Horrorizada, María vio cómo el pintor le guiñaba un ojo, a la vez cómplice y espantado por su propio sacrilegio.

– Sí, lo has oído bien: deseo, ¡como yo en este preciso momento de una hermosa ramera de buen año!

Se encogió de hombros y adoptó una actitud falsamente afligida.

– El asunto es arriesgado, estoy de acuerdo, pero vale la pena. Para mí, la gloria; para ti, ¡la libertad! Y si no funciona, entonces Dios enviará a sus ángeles portadores de rayos y nos castigará a los dos. O mejor aún, se las arreglará para que nos descuarticen en la plaza mayor de Madrid para regocijo del populacho, del Santo Oficio y de Su Majestad Felipe II en persona. Y nadie encontrará nada que objetar… aparte de tú y yo, por supuesto.

María había bajado el picaporte cuando recibió el último aviso ácido.

– No temas, María, mi razón no se ha ahogado en un recipiente de minio o de azurita. Harías bien además en no desconfiar de mi fe. Ignoro cuál es el fondo de tu religión, pero yo soy un católico ferviente. Mi propósito puede sorprenderte, pero no sorprenderá a Dios. Él está más allá de nuestro mezquino pudor. Solo exige que se le adore en todos Sus actos, incluso en los menos brillantes a primera vista. Si Dios cagara, nosotros deberíamos adorar sus cagarros. Ahora ve y prepárate. Mañana iremos a la iglesia a pedir de rodillas la protección de Nuestro Señor Todopoderoso.

10

Si no has visto Granada, hija mía…»

María repitió «hija mía… hija mía…» en algarabía esperando que eso le recordara el resto de la canción. Fue en vano. Tuvo que contentarse con recuperar un trozo de estribillo y completarlo con un «lalala». Suspiró: cada vez olvidaba más palabras de la lengua de sus padres. Recordaba vagamente que la canción hablaba de una muchacha enamorada de un alfarero de Granada, y del jardín de la Alhambra donde tras varios infortunios consiguieron encontrarse.
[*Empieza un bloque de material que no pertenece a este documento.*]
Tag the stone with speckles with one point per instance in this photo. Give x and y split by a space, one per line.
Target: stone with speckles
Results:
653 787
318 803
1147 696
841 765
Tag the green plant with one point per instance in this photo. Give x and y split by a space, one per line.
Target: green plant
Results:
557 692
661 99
Sintió que se le hacía un nudo en la garganta. Si seguía viviendo tres o cuatro años más en ese mundo vuelto del revés, quizá acabaría por no saber pronunciar ni siquiera comprender la algarabía de su infancia.

«¡Deja de estar tan triste, llorona!», se echó en cara, soslayando el temblor de su mentón. Y volvió a concentrarse en quitar la tierra de las botas de don Miguel mientras canturreaba. Al cabo de un instante, sin que se diera cuenta, una mueca de ironía le moduló los labios.
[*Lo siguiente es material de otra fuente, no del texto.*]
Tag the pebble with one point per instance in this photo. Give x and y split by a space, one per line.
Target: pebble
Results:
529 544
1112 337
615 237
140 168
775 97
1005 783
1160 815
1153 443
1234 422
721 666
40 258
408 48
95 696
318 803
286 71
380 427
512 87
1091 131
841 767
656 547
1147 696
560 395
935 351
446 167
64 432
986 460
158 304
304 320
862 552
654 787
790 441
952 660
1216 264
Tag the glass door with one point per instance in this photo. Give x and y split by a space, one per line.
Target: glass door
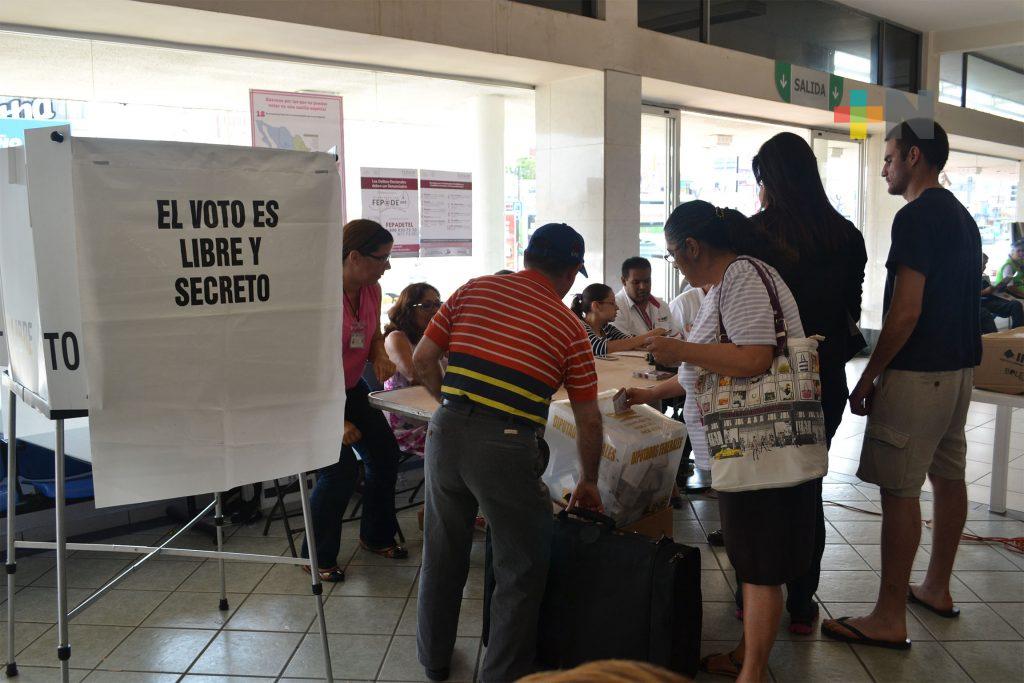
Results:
658 193
840 166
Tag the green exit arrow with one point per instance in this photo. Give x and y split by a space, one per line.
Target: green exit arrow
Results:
836 84
783 79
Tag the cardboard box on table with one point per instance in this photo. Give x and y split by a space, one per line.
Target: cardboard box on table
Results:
641 454
1001 366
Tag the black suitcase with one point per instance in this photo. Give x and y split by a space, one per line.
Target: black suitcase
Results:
614 595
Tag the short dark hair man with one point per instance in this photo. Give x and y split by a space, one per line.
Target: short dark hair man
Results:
994 303
511 343
639 310
925 356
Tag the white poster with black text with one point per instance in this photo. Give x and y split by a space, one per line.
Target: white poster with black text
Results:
210 281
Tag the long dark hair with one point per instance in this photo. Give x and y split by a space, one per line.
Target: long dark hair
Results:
364 236
797 208
592 293
400 315
725 229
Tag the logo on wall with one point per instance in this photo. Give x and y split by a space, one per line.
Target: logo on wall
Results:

Escupió en la bota, en parte porque el paño estaba seco y en parte porque…

– Encaja esto en tu cara de mono, señor mesías-maestro -murmuró, y añadió con satisfacción un «bien hecho» ante las dimensiones del escupitajo.
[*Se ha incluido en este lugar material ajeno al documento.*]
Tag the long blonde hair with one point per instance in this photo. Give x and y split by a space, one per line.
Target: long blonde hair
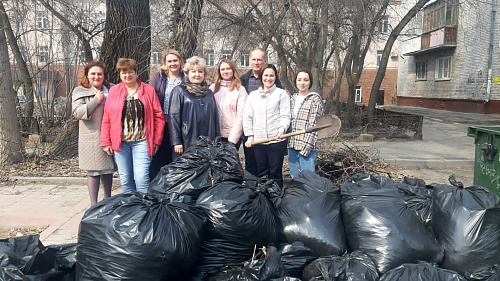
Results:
164 67
235 83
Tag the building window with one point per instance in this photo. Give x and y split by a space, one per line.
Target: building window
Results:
43 54
155 58
443 68
379 57
440 14
41 20
226 54
100 21
210 57
245 60
358 96
421 70
383 25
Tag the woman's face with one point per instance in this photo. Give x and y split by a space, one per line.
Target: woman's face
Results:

Miró entonces furtivamente por encima del hombro, sin atreverse siquiera a imaginar la reacción de don Miguel si la hubiera oído.

Se quedó con la mano en suspenso mientras se dejaba llevar por otro pensamiento, el que le daba vueltas en la cabeza desde hacía días.

Tosió, se rascó una ceja y luego la otra hasta hacerse daño, esperando que su pensamiento encontrara un respiro y cesara esa insoportable sensación de debilidad que la tenía agotada. Como si hubiera corrido hasta perder el aliento… sin moverse.